Diğer maddeler daha da ilginç detayları içermekte:

Örneğin inşaatın iki yıl içinde tamamlanması, tramvay yapımı için gerekli malzemenin yurt içi veya dışından temini sırasında başta gümrük vergisi olmak üzere her türlü vergi ve harçtan muaf tutulacağı, güzergah üzerinde ortaya çıkacak kamulaştırmaların belediyece tarafından yapılacağı…

Mersin Belediyesince işletilecek tramvayda çalışacak olanların hususi kıyafet giymeleri, hatta hizmete girecek olan raylı sistemde yolculardan kilometre başına birinci sınıf bölümlerde 30 para, 2. sınıflarda 20 para alınacağı hususları bile söz konusu belgede hüküm altına alınmıştır o tarihte…

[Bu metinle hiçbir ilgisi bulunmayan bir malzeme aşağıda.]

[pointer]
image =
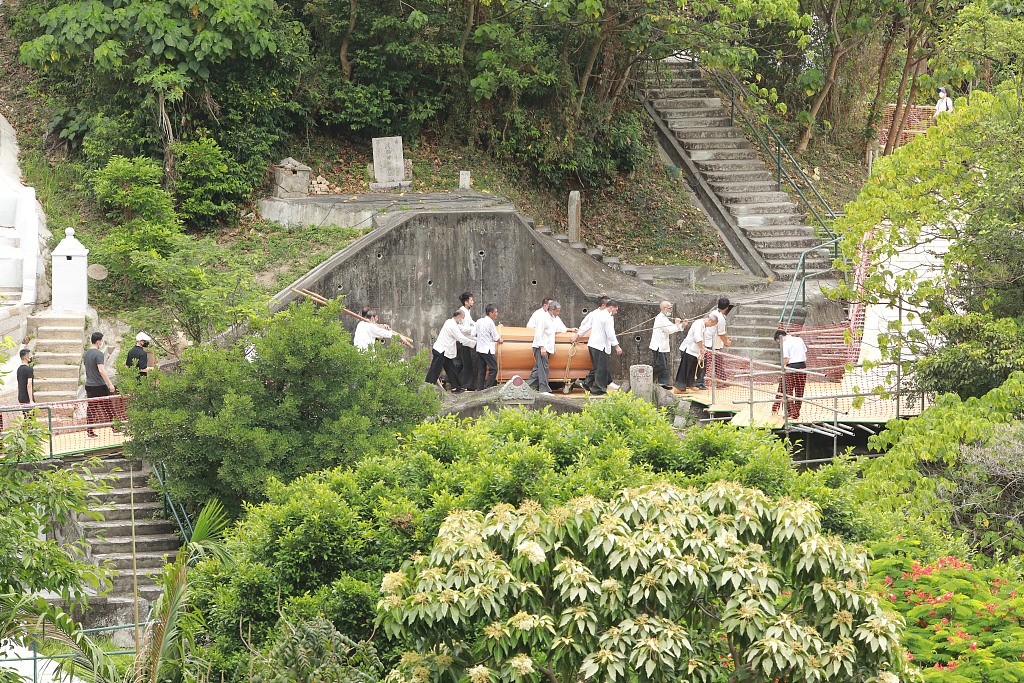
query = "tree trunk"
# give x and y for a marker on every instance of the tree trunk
(816, 105)
(911, 45)
(346, 66)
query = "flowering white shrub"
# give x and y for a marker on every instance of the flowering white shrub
(659, 584)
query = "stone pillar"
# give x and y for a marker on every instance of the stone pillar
(71, 282)
(642, 382)
(574, 216)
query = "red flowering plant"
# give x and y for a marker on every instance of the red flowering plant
(963, 624)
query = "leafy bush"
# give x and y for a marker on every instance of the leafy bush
(208, 184)
(305, 399)
(658, 584)
(964, 624)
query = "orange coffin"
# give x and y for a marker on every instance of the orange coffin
(515, 356)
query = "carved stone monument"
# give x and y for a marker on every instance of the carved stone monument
(642, 382)
(291, 179)
(517, 391)
(574, 216)
(389, 164)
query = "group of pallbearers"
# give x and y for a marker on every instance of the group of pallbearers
(466, 350)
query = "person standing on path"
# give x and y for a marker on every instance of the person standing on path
(601, 342)
(544, 347)
(692, 354)
(445, 349)
(659, 343)
(794, 380)
(486, 345)
(467, 357)
(26, 378)
(137, 357)
(97, 385)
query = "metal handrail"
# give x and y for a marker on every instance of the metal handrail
(171, 508)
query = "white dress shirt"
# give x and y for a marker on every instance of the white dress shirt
(536, 317)
(659, 335)
(794, 349)
(695, 336)
(486, 335)
(717, 331)
(367, 333)
(547, 327)
(467, 326)
(602, 332)
(450, 337)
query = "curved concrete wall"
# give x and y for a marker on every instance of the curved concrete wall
(413, 270)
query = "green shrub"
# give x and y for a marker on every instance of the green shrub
(208, 184)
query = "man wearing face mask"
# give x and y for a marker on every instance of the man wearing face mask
(137, 357)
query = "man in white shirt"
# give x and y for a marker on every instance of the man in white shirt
(588, 324)
(544, 346)
(445, 349)
(791, 386)
(692, 354)
(369, 331)
(486, 345)
(537, 316)
(715, 339)
(665, 327)
(466, 361)
(601, 342)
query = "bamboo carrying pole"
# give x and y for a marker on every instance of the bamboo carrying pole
(323, 301)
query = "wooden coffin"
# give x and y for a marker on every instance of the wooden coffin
(515, 356)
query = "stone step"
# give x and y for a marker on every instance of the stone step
(714, 143)
(58, 332)
(145, 544)
(738, 176)
(710, 132)
(53, 358)
(150, 560)
(736, 186)
(678, 124)
(707, 112)
(124, 496)
(73, 346)
(770, 197)
(725, 155)
(123, 510)
(686, 102)
(689, 89)
(730, 166)
(123, 527)
(755, 209)
(782, 220)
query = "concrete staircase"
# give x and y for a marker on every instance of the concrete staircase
(157, 541)
(58, 347)
(730, 167)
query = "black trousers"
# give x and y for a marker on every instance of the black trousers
(486, 371)
(438, 361)
(660, 364)
(686, 375)
(602, 376)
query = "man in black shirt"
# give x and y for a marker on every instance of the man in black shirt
(26, 378)
(137, 357)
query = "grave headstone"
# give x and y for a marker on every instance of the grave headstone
(642, 382)
(291, 179)
(574, 216)
(389, 164)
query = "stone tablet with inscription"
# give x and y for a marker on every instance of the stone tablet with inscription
(389, 163)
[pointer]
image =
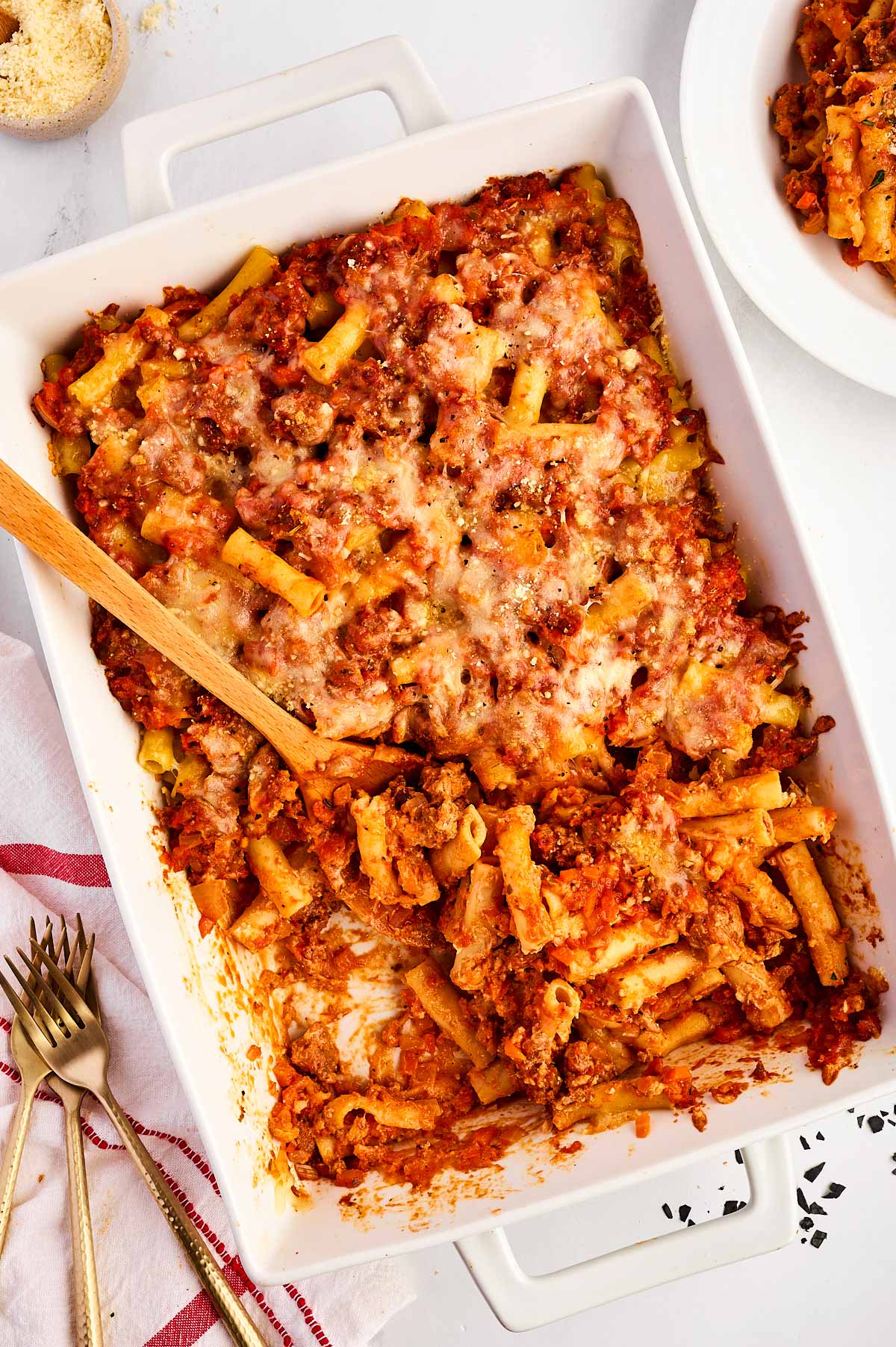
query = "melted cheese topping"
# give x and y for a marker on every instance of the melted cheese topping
(468, 562)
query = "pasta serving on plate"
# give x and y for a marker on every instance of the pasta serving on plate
(435, 485)
(837, 128)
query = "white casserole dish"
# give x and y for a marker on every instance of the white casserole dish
(736, 60)
(616, 127)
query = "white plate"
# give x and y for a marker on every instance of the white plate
(736, 58)
(616, 127)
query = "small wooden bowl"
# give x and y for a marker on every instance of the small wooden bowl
(92, 107)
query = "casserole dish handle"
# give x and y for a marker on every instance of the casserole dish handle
(388, 65)
(522, 1301)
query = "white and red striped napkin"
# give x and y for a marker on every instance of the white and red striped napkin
(49, 864)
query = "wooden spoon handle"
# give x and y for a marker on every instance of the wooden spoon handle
(8, 26)
(50, 535)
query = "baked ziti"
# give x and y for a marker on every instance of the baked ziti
(837, 128)
(435, 484)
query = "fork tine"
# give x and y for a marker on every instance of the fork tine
(31, 1027)
(65, 986)
(50, 1025)
(87, 963)
(65, 948)
(49, 996)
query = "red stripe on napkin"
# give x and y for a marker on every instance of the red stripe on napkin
(33, 859)
(199, 1315)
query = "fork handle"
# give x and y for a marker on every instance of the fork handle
(88, 1315)
(234, 1316)
(13, 1156)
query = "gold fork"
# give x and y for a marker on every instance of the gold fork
(34, 1070)
(72, 1042)
(88, 1312)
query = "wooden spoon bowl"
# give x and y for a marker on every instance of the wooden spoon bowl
(34, 522)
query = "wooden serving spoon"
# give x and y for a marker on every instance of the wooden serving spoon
(50, 535)
(8, 26)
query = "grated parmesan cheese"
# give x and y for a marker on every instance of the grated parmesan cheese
(55, 57)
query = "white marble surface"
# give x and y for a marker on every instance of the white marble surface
(839, 441)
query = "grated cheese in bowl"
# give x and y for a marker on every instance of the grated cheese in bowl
(55, 58)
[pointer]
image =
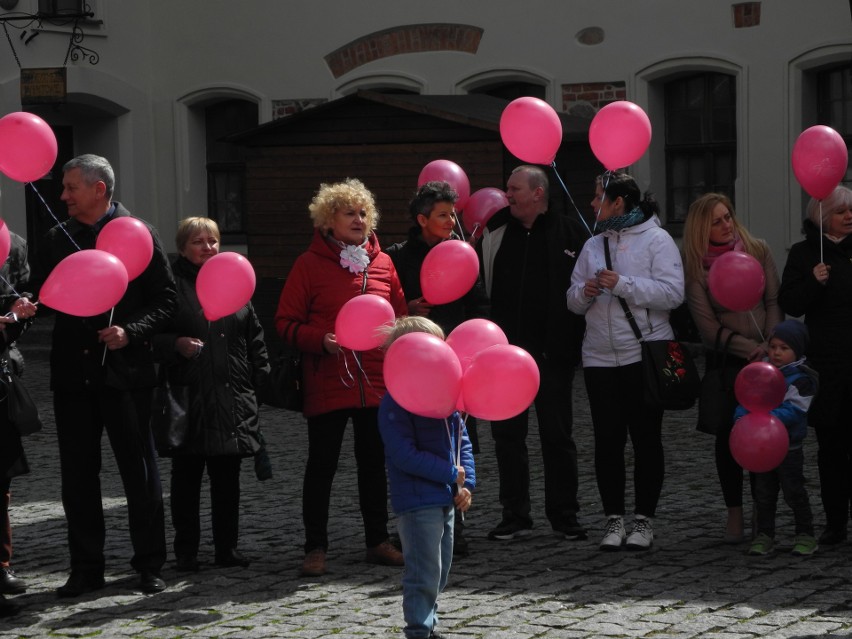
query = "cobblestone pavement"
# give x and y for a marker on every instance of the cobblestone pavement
(688, 585)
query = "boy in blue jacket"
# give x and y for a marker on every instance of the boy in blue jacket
(426, 484)
(787, 345)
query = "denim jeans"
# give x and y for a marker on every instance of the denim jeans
(427, 545)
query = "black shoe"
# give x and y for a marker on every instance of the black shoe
(150, 582)
(186, 563)
(511, 528)
(79, 583)
(9, 583)
(570, 529)
(7, 608)
(831, 536)
(231, 558)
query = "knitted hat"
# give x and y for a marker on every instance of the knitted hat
(795, 334)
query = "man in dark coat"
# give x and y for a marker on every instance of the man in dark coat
(102, 376)
(527, 256)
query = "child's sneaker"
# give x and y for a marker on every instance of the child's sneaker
(804, 545)
(642, 535)
(763, 544)
(614, 534)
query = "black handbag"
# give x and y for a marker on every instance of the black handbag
(169, 414)
(670, 377)
(716, 400)
(21, 409)
(285, 378)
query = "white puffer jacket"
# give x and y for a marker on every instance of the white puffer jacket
(651, 280)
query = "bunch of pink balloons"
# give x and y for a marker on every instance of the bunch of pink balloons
(475, 370)
(619, 134)
(448, 272)
(759, 440)
(225, 284)
(361, 321)
(449, 172)
(28, 146)
(736, 280)
(531, 130)
(819, 160)
(481, 206)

1888 yılında yürürlüğe giren İrade-i saniye tramvayın 2 yıl içinde tamamlanmasını öngörse de, Mersin’in söz konusu sisteme kavuşması 1910 yılını bulur… İstasyon binası ile şimdi ki Atatürk evi olarak anılan nokta arasında tasarlanan güzergâh ta hayli değişir zaman içinde…

resim
Mersin Gümrük Meydanı

Gümrük meydanından (Ulu cami arkasındaki Ulu çarşı) başlayan güzergâh şimdiki balıkçılar çarşısının güney kapısının önünden geçerek, günümüzün Mersin çarşısının üzerinden Atatürk evi olarak anılan yeri kat eder. Buradan hafifçe yukarı dönerek Silifke caddesine (Kültür merkezinin arkasıyla dondurmacı Halil’in yer aldığı Gazipaşa ilkokulunun yer aldığı cadde) girer ve söz konusu cadde boyunca uzanan hat Müftü deresi kıyısındaki Müftü Caminin önünde son bulur…

Dönüş güzergâhına gelince:

Müftü camii önünden hareket eder. Müftü deresi kenarından aşağı doğru inerek Kışla caddesine döner. Günümüzün Kültür Merkezinin önünden (Cumhuriyet meydanının ortasından) Atatürk caddesi yoluyla yeniden Gümrük meydanına ulaşır…

Kanuni seniye’ de belirtilen güzergâha uyulmadığı gibi Gümrük meydanı ile Müftü camii arasındaki mesafe 2 km yi bulmuştur…

Bununla da, sınırlı değildir değişen şartlar…

Örneğin tüm hükümlere rağmen Belediye’ ye kısmet olmamış tramvayı çalıştırmak…

Sonradan bir dönem Belediye Başkanlığı yapacak olan Hallaç Mahmut Efendi üstlenmiş işletmeciliği…

Odun yakılarak elde edilen buharla çalışan tek vagonlu tramvayda yolcu başına koşullara göre bazen 20, bazen de 30 para ücret alınır…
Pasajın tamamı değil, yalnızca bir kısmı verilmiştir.